This is Week 2 for meal plan but Week 3 since we started!
Eating Plan:
Breakfast-
Banana Blueberry Bread w/ cottage cheese. (The bread isn't terrible but maybe it was a tad undercooked. I used to like cottage cheese but now its a lot of work to eat 3/4 cup but I got suggested to try with pepper and salt)
AM Snack-
Apple and peanut butter (I can totally do this one with no problem!)
Lunch-
Inside the Egg Roll w/Brown rice. (I was worried about this one but the recipe didn't seem crazy so I kept pretty much everything in it, it actually tastes pretty good! I didn't do the sauce, I was going to try it but was missing an ingredient)
Go Snack-
Bell Pepper and Hummus (I tried a friends hummus it was okay but i'm not a fan of bell peppers in general so instead i'm doing the Wasa Cracker like last time even though it doesn't replace a veggie....maybe I should of just tried to find a hummus I like and used carrots, oh well)
Dinner-
Mediterranean Pasta w/Baked Chicken. (This one stressed me out a lot when I read the menu. It was all veggies that I do not care for but the noodle mix I made looks good and i'm excited about the chicken with it. So instead i'm doing a few piles of veggies on the side)
PM Snack-
Mango Almond Yogurt Drop (i'm so excited for this, I only get 2 of them, I've taste tested and they are yummy!)

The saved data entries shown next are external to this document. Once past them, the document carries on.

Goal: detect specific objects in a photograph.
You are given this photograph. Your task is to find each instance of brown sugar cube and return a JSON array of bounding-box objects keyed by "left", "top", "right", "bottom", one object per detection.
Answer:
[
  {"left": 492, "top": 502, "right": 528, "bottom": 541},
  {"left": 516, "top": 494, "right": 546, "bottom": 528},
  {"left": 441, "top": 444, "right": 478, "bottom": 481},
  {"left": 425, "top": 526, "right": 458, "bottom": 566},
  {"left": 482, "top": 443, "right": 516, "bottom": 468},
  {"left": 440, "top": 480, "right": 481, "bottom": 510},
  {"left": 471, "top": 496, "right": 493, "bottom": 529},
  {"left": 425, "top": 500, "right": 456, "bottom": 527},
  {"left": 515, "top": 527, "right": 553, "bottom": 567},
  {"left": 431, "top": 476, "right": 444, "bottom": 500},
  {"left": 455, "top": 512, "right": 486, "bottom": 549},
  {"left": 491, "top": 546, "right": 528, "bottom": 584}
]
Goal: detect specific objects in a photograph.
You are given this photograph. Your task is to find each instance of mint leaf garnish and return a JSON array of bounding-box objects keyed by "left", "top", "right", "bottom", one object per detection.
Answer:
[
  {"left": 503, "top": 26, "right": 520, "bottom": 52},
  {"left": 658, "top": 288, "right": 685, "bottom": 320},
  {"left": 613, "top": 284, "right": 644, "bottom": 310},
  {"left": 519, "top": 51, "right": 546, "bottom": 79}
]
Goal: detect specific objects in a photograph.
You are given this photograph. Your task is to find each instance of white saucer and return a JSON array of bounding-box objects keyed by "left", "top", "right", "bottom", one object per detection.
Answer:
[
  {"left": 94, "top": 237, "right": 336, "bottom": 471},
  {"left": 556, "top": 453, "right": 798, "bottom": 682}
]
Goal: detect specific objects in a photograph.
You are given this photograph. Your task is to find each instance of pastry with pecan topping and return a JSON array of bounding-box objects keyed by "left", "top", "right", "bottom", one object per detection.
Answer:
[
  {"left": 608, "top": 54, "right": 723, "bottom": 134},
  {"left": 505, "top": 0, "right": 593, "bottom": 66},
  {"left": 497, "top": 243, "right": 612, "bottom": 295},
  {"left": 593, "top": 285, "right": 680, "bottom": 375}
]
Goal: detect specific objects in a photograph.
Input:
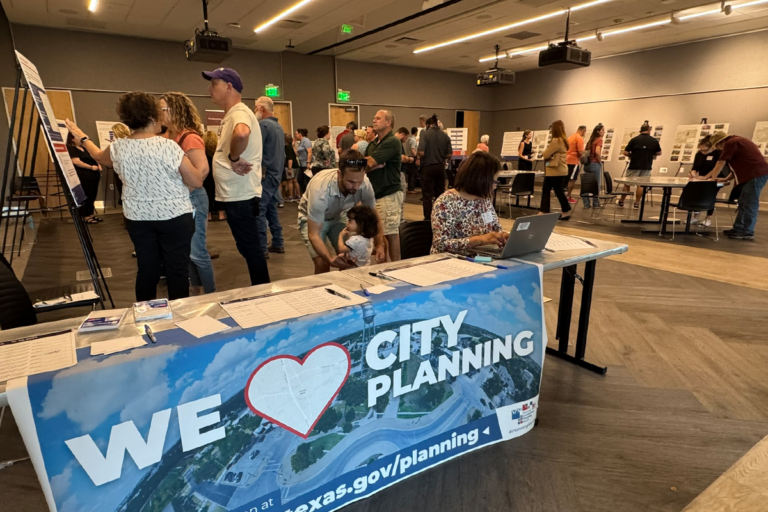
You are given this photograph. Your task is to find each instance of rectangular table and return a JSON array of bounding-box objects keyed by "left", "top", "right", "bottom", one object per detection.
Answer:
[{"left": 615, "top": 176, "right": 689, "bottom": 234}]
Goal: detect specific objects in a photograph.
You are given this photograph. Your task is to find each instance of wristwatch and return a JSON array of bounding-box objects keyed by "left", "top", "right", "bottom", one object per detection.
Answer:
[
  {"left": 80, "top": 136, "right": 89, "bottom": 145},
  {"left": 228, "top": 153, "right": 240, "bottom": 162}
]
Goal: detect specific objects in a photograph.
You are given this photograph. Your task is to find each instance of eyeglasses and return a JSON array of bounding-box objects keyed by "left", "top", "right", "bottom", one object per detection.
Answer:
[
  {"left": 342, "top": 159, "right": 368, "bottom": 167},
  {"left": 161, "top": 107, "right": 170, "bottom": 112}
]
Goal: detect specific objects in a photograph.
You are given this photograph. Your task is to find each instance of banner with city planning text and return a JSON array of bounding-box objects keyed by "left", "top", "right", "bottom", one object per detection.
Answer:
[{"left": 9, "top": 264, "right": 546, "bottom": 512}]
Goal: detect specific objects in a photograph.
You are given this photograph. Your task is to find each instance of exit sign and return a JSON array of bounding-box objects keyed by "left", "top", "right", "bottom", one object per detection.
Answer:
[
  {"left": 265, "top": 84, "right": 280, "bottom": 98},
  {"left": 340, "top": 24, "right": 353, "bottom": 34},
  {"left": 337, "top": 90, "right": 351, "bottom": 102}
]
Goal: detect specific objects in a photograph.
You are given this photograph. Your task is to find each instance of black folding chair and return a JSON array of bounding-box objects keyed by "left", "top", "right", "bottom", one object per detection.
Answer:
[
  {"left": 505, "top": 173, "right": 536, "bottom": 218},
  {"left": 0, "top": 253, "right": 37, "bottom": 330},
  {"left": 398, "top": 221, "right": 433, "bottom": 260},
  {"left": 601, "top": 171, "right": 629, "bottom": 222},
  {"left": 578, "top": 172, "right": 601, "bottom": 219},
  {"left": 715, "top": 184, "right": 742, "bottom": 225},
  {"left": 666, "top": 181, "right": 720, "bottom": 241}
]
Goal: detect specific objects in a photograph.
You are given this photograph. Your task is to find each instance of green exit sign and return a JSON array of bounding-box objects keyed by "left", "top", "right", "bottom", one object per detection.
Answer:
[
  {"left": 337, "top": 90, "right": 351, "bottom": 102},
  {"left": 340, "top": 24, "right": 353, "bottom": 34},
  {"left": 265, "top": 84, "right": 280, "bottom": 98}
]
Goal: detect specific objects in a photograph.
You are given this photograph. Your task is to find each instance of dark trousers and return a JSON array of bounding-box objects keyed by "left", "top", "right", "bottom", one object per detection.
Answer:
[
  {"left": 405, "top": 163, "right": 419, "bottom": 191},
  {"left": 421, "top": 163, "right": 447, "bottom": 220},
  {"left": 125, "top": 213, "right": 194, "bottom": 301},
  {"left": 540, "top": 175, "right": 572, "bottom": 214},
  {"left": 221, "top": 197, "right": 271, "bottom": 285},
  {"left": 76, "top": 169, "right": 100, "bottom": 217},
  {"left": 297, "top": 166, "right": 309, "bottom": 194}
]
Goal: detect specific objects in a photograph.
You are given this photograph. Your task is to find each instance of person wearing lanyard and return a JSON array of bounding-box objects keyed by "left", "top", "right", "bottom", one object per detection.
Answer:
[
  {"left": 698, "top": 131, "right": 768, "bottom": 240},
  {"left": 690, "top": 135, "right": 729, "bottom": 227}
]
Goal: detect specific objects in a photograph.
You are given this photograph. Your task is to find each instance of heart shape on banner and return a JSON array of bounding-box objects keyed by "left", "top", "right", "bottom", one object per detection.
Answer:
[{"left": 244, "top": 342, "right": 351, "bottom": 438}]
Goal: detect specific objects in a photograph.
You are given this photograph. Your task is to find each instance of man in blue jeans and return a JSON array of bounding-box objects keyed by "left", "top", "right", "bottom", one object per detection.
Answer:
[
  {"left": 701, "top": 131, "right": 768, "bottom": 240},
  {"left": 204, "top": 67, "right": 270, "bottom": 285},
  {"left": 254, "top": 96, "right": 285, "bottom": 259}
]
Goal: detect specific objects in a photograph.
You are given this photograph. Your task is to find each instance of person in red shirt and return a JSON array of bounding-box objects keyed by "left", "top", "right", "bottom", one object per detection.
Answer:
[
  {"left": 700, "top": 131, "right": 768, "bottom": 240},
  {"left": 566, "top": 125, "right": 586, "bottom": 202}
]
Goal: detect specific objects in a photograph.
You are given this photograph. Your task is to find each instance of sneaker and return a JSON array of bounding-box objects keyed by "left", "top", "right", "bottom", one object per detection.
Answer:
[
  {"left": 729, "top": 233, "right": 754, "bottom": 240},
  {"left": 583, "top": 204, "right": 591, "bottom": 209},
  {"left": 702, "top": 218, "right": 712, "bottom": 227},
  {"left": 633, "top": 203, "right": 640, "bottom": 210},
  {"left": 617, "top": 201, "right": 624, "bottom": 208},
  {"left": 268, "top": 244, "right": 285, "bottom": 254},
  {"left": 723, "top": 228, "right": 737, "bottom": 236},
  {"left": 568, "top": 198, "right": 577, "bottom": 204},
  {"left": 278, "top": 203, "right": 285, "bottom": 208}
]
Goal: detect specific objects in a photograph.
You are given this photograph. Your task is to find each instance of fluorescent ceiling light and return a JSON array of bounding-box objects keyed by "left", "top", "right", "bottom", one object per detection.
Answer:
[
  {"left": 601, "top": 19, "right": 671, "bottom": 37},
  {"left": 734, "top": 0, "right": 768, "bottom": 8},
  {"left": 88, "top": 0, "right": 98, "bottom": 12},
  {"left": 254, "top": 0, "right": 314, "bottom": 33},
  {"left": 679, "top": 8, "right": 721, "bottom": 20},
  {"left": 414, "top": 0, "right": 615, "bottom": 54}
]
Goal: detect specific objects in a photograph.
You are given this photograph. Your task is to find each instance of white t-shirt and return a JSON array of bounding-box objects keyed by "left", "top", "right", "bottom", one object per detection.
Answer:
[
  {"left": 110, "top": 137, "right": 193, "bottom": 221},
  {"left": 213, "top": 102, "right": 263, "bottom": 202},
  {"left": 345, "top": 235, "right": 374, "bottom": 267}
]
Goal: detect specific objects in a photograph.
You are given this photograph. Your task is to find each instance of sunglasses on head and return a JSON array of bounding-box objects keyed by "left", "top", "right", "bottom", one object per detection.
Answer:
[{"left": 342, "top": 159, "right": 367, "bottom": 167}]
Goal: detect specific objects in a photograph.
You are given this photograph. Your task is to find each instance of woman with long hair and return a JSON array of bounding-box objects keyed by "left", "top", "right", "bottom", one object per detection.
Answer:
[
  {"left": 518, "top": 130, "right": 534, "bottom": 171},
  {"left": 539, "top": 120, "right": 572, "bottom": 220},
  {"left": 309, "top": 125, "right": 336, "bottom": 177},
  {"left": 283, "top": 133, "right": 300, "bottom": 201},
  {"left": 583, "top": 124, "right": 605, "bottom": 208},
  {"left": 159, "top": 92, "right": 215, "bottom": 295},
  {"left": 203, "top": 130, "right": 224, "bottom": 221},
  {"left": 66, "top": 132, "right": 102, "bottom": 223},
  {"left": 66, "top": 92, "right": 203, "bottom": 301}
]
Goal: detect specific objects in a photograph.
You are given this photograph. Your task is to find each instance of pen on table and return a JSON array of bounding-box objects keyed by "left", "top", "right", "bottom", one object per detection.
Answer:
[
  {"left": 369, "top": 271, "right": 396, "bottom": 281},
  {"left": 448, "top": 252, "right": 507, "bottom": 270},
  {"left": 360, "top": 284, "right": 371, "bottom": 297},
  {"left": 144, "top": 324, "right": 157, "bottom": 343},
  {"left": 325, "top": 287, "right": 352, "bottom": 300}
]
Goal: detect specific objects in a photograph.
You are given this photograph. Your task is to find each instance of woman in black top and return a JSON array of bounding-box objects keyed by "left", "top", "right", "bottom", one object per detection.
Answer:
[
  {"left": 283, "top": 133, "right": 300, "bottom": 201},
  {"left": 66, "top": 132, "right": 102, "bottom": 223},
  {"left": 518, "top": 130, "right": 534, "bottom": 171},
  {"left": 691, "top": 137, "right": 736, "bottom": 226}
]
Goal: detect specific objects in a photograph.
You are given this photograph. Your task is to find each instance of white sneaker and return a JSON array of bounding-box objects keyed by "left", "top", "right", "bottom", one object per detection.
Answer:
[{"left": 702, "top": 218, "right": 712, "bottom": 227}]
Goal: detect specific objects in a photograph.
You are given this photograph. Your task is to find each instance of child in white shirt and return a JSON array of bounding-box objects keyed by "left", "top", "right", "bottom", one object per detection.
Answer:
[{"left": 337, "top": 205, "right": 379, "bottom": 267}]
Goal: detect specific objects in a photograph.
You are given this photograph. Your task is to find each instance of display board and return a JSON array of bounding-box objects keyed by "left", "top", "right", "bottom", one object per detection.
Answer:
[
  {"left": 15, "top": 51, "right": 85, "bottom": 205},
  {"left": 531, "top": 130, "right": 551, "bottom": 160},
  {"left": 601, "top": 127, "right": 616, "bottom": 162},
  {"left": 447, "top": 127, "right": 469, "bottom": 155},
  {"left": 752, "top": 121, "right": 768, "bottom": 158},
  {"left": 8, "top": 265, "right": 546, "bottom": 512},
  {"left": 95, "top": 121, "right": 125, "bottom": 149},
  {"left": 617, "top": 125, "right": 663, "bottom": 162},
  {"left": 205, "top": 110, "right": 225, "bottom": 135},
  {"left": 501, "top": 131, "right": 524, "bottom": 157},
  {"left": 671, "top": 123, "right": 729, "bottom": 163}
]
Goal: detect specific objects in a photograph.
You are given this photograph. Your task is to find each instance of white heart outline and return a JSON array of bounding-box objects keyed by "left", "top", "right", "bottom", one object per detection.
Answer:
[{"left": 244, "top": 342, "right": 351, "bottom": 438}]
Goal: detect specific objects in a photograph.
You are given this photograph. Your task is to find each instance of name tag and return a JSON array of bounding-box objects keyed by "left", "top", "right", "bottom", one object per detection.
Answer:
[
  {"left": 706, "top": 156, "right": 713, "bottom": 161},
  {"left": 482, "top": 211, "right": 494, "bottom": 224}
]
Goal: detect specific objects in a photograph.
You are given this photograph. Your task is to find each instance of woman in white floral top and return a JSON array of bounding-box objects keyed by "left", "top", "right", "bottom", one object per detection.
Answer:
[
  {"left": 431, "top": 152, "right": 508, "bottom": 255},
  {"left": 309, "top": 125, "right": 337, "bottom": 175}
]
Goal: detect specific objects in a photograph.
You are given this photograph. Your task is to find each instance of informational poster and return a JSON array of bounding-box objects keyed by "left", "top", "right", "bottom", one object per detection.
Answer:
[
  {"left": 446, "top": 127, "right": 468, "bottom": 155},
  {"left": 752, "top": 121, "right": 768, "bottom": 158},
  {"left": 95, "top": 121, "right": 125, "bottom": 149},
  {"left": 8, "top": 265, "right": 546, "bottom": 512},
  {"left": 601, "top": 127, "right": 616, "bottom": 162},
  {"left": 330, "top": 126, "right": 346, "bottom": 150},
  {"left": 205, "top": 110, "right": 225, "bottom": 135},
  {"left": 531, "top": 130, "right": 551, "bottom": 160},
  {"left": 671, "top": 123, "right": 729, "bottom": 163},
  {"left": 15, "top": 51, "right": 85, "bottom": 205},
  {"left": 616, "top": 125, "right": 662, "bottom": 162},
  {"left": 501, "top": 131, "right": 524, "bottom": 157}
]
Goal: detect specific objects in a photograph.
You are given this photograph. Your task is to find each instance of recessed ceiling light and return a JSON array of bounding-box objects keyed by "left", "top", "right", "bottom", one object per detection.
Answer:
[{"left": 228, "top": 22, "right": 241, "bottom": 29}]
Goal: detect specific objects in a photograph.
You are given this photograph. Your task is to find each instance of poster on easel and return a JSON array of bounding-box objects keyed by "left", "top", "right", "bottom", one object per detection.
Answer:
[
  {"left": 15, "top": 50, "right": 85, "bottom": 205},
  {"left": 95, "top": 121, "right": 125, "bottom": 149},
  {"left": 531, "top": 130, "right": 550, "bottom": 160},
  {"left": 751, "top": 121, "right": 768, "bottom": 159},
  {"left": 671, "top": 123, "right": 729, "bottom": 163},
  {"left": 446, "top": 127, "right": 468, "bottom": 155},
  {"left": 601, "top": 127, "right": 616, "bottom": 162},
  {"left": 616, "top": 125, "right": 663, "bottom": 162},
  {"left": 501, "top": 131, "right": 524, "bottom": 157}
]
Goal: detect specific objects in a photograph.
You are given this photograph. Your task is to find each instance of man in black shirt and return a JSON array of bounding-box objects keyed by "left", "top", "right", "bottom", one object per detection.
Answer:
[
  {"left": 619, "top": 123, "right": 662, "bottom": 208},
  {"left": 417, "top": 116, "right": 453, "bottom": 219}
]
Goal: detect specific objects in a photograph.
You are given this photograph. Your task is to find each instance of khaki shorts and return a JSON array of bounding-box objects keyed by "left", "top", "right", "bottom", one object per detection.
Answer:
[
  {"left": 299, "top": 216, "right": 346, "bottom": 259},
  {"left": 376, "top": 190, "right": 404, "bottom": 236},
  {"left": 626, "top": 168, "right": 651, "bottom": 178}
]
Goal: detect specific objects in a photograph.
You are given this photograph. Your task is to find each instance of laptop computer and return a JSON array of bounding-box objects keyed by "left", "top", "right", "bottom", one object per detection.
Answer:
[{"left": 474, "top": 213, "right": 560, "bottom": 259}]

One downside to prepping is that food doesn't always taste good reheated so the noodles aren't going to be so good reheated and the rice wasn't as good and fresh.
I had a cheat day on Sunday, Sunday I usually struggle with being good with food. I'm allowed some cheat but I wanted to try and avoid it because I fall fast down to my old paths. But I didn't do terrible. I still feel guilty about it though.
Each week and some days here and there I have a bit anxiety over the food for many different reasons. I decided to ask Spencer for a blessing of comfort through this process of change.
Here are a few things said that really helped me.
*Be open minded to try new things. And I will find some new likes. (I am trying but I will try harder, when someone suggests something I usually slam a door shut fast to the idea)
*Everyone is different and has likes and dislikes (I know this but I guess I didn't realize that maybe I was just always supposed to live with some more dislikes then other people and that's okay. It just makes me stand out and I don't like it, people always look at me weird for the things I don't care for. So I need to know it's okay to be different and have dislikes)
*You will have success. It will be a success for you. (It makes me feel really good that this process will turn out really good. And that it will be a success for me, not someone else's success, that it will be something that's big and successful to me even if it looks small to someone else)
I still have moments and days but I try to look back on what was said and remember that I am who I am and that's okay. This will be a great process for me even though stressful at times. =]
I have been napping during the day for a small time because I've felt a bit tired but it maybe is my bodies way of adjusting. I also wasn't sleeping very well but today I don't feel I need a nap =]
3 of my 4 ladies on my team were able to get together and prep together, that was really fun! And especially easier in a BIG kitchen =] In general its nice to get together with the girls!